Independent Exercise¶
This is an independent exercise for you to practice working with Python, DataFrames and geometry data. Results will be discussed in class but are not scored. In this exercise you need to do some data cleaning and pre-processing in order to create geometries in Geopandas.
Data¶
Download the following CSV file: https://opendata.smit.ee/ppa/csv/avalik_3.csv and save it into your working folder.
It is a dataset provided by the Information Technology and Development Center of the Ministry of the Interior of Estonia (SMIT). SMIT is the largest IT institution in the country, which creates and manages information systems necessary for saving lives and ensuring internal security. The data contains anonymised records of crimes, felonies and other offenses against the law. The data is binned into squares of either 500mx500m or 1000mx1000m. However, whenever we work with datasets we can expect issues and errors with the data and have to be able to get the valuable information out.
Create a Jupyter notebook and import some of our default libraries
In [1]: import numpy as np
In [2]: import pandas as pd
In [3]: import geopandas as gpd
In [4]: from shapely.geometry import box, Polygon
Sections¶
Problem 1: Load and parse CSV file to get useful columns
Problem 2: Polygons to map
Problem 3: Summarize damages per area
Problem 1: Parse CSV file to get useful columns¶
The main problem is that a) all fields are text/string fields and can’t be acted upon immediately. Usually we need numerical data for analytical and geographical purposes.
In order to read even the CSV into Pandas we need to employ some low level commands:
# read the CSV and strip whitespace
df = pd.read_table("avalik_3.csv").apply(lambda col: col.str.strip())
Now you have the dataframe to work with. Check things like ‘df.head(5)’, ‘df.columns’ and ‘df.dtypes’ to look at the data.
There are many interesting columns to analyse, like date and time of day of the offense, municipality, region or city, specific information about the type of offense, the damage caused and coordinate pairs. We will focus for now on the coordinate pairs Lest_X and Lest_Y as well as the damage caused Kahjusumma.
These fields are text/strings, and contain usually two numbers, linked with a dash/minus, e.g. ‘6589000-6589499’ or ‘0-499’. In Python you can split strings using the split-function.
# exemplary step to extract two coordinate values
In [5]: x_var = '6589000-6589499'
# we split based on the '-'
In [6]: split_list = x_var.split('-')
# split_list is a list, that holds all the elements that were split, it's length should be 2
In [7]: print(len(split_list))
2
# the content of the list is:
In [8]: print(split_list)
['6589000', '6589499']
# now we can access each element by index
In [9]: print(split_list[0])
6589000
In [10]: a = split_list[0]
In [11]: b = split_list[1]
Now these variables are technically still text/string objects. In order to extract and convert the number, which is maintained as a text object currently, we can try to cast into a numerical datatypes.
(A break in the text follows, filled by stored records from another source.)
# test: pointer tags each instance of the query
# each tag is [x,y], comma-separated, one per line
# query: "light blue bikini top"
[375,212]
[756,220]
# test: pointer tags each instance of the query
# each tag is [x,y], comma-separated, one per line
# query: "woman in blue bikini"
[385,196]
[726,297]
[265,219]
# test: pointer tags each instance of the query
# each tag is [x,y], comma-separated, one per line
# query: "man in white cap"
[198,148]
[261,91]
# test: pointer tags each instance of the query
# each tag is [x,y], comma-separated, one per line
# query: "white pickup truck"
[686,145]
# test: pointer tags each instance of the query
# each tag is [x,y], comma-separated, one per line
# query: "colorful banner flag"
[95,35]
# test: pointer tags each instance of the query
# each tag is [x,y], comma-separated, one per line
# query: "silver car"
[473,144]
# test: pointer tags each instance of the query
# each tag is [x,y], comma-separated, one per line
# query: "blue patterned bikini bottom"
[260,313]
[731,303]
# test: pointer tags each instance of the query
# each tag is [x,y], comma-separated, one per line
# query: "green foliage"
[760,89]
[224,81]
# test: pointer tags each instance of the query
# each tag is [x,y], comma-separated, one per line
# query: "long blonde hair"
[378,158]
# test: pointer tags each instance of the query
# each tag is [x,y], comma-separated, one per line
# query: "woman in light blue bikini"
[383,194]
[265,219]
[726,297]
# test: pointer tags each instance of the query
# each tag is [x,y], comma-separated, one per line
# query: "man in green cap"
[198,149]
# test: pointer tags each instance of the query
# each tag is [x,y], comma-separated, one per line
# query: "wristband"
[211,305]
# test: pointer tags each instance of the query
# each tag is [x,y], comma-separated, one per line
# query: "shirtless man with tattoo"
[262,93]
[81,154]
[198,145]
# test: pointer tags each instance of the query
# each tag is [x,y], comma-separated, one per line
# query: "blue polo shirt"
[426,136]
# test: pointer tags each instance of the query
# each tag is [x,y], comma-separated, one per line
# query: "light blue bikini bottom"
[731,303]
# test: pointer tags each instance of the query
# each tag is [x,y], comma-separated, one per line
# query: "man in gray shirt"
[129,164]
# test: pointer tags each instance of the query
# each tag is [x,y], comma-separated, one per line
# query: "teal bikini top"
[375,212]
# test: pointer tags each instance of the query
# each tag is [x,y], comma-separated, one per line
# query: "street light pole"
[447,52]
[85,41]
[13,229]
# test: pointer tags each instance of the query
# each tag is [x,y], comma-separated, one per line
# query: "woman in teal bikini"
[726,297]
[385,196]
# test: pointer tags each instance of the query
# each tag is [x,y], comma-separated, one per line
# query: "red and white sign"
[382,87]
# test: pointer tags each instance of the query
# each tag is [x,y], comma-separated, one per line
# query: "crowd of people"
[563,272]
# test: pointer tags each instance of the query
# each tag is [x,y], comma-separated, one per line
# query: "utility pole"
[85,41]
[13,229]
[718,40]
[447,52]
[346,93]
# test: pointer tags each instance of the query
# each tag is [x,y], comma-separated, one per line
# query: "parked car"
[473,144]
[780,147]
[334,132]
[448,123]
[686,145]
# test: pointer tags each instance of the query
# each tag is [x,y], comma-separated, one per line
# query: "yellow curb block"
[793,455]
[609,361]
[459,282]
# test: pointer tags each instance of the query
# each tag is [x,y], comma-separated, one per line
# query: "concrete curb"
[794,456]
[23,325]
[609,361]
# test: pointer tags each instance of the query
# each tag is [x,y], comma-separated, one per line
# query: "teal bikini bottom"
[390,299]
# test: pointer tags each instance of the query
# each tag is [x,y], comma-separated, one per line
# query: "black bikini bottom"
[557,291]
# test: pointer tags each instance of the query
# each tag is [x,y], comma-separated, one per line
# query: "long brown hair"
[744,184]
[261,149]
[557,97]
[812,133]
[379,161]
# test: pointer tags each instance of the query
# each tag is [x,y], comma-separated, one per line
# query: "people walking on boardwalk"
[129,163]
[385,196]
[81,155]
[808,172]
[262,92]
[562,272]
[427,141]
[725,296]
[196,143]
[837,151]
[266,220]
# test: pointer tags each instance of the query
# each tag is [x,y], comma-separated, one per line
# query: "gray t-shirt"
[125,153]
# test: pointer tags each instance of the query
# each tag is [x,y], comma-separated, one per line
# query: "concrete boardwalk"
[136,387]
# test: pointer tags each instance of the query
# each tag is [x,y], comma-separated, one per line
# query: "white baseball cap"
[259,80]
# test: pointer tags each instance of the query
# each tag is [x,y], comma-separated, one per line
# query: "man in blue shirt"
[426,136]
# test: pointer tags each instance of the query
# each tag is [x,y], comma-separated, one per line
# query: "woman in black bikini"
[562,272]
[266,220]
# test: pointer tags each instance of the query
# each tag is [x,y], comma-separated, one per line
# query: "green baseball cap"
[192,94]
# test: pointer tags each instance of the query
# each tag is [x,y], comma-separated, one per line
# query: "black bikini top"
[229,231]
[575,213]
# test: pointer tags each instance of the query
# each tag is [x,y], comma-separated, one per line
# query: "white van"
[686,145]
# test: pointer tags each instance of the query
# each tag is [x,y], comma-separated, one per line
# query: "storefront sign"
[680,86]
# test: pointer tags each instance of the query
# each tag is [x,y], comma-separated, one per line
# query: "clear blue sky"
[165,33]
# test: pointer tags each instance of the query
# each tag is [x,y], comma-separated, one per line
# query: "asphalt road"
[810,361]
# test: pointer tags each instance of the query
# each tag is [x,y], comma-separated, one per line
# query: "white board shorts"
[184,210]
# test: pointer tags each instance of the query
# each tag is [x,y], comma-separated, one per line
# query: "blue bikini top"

If we take a whole Pandas DataFrame column we can use the Pandas to_numeric function.
df['x_min'] = pd.to_numeric(df['x_min_text'], errors='coerce')
# or
df['x_min'] = df['x_min_text'].apply(pd.to_numeric, errors='coerce')
If you’d like to handle that on a per-element-level, you could do the cast/conversion in your function, using Python’s built-in cast functions int() or float():
# the elements from before ...
In [12]: print(type(split_list[0]))
<class 'str'>
In [13]: a = split_list[0]
In [14]: b = split_list[1]
In [15]: print(type(a))
<class 'str'>
# now using
In [16]: a_int = int(a)
In [17]: print(type(a_int))
<class 'int'>
Sometimes the data is not in a form or value that can be cast/converted in to numbers. In this case will get an Error, a so called Exception. In Python you can easily ask for forgiveness using a try: / except: block:
In [18]: good_text_int = "5"
In [19]: good_text_float = "5.5"
In [20]: not_a_number = "argl"
# all still text/string
In [21]: print(type(good_text_int))
<class 'str'>
In [22]: try:
....: x1 = int(good_text_int)
....: print(x1)
....: print(type(x1))
....: except:
....: print("error converting good_text_int")
....:
5
<class 'int'>
# this should work
In [23]: try:
....: x2 = float(good_text_float)
....: print(x2)
....: print(type(x2))
....: except:
....: print("error converting good_text_float")
....:
5.5
<class 'float'>
# this will fail
In [24]: try:
....: x3 = float(not_a_number)
....: print(x3)
....: print(type(x3))
....: except:
....: print("error converting not_a_number")
....:
error converting not_a_number
Ideally, you will define some functions, and apply them one by one to create additional columns where you eventually hold the numerical values.
Problem 2: Polygons to map¶
Now you have the minimum and maximum values for X-coordinates, for Y-coordinates and for the damage values.
For the geographic coordinates, you need to build the polygons.
As there are meant as squares and are only given as bounding box values, we can immediately use Shapely’s box function.
df['geometry'] = df.apply( "... function that creates box from the available numerical coordinate values" )
Then you can create a proper GeoDataFrame. The coordinates were provided in the Estonian National Grid system, EPSG:3301.
Problem 3: Summarize damages per area¶
currently, you have more than 40000 records/polygons. However, as you might or might have not realized, there are many that have the same geometry, thus, offense reported in the same area.
Find a meaningful to summarize the average damages per square.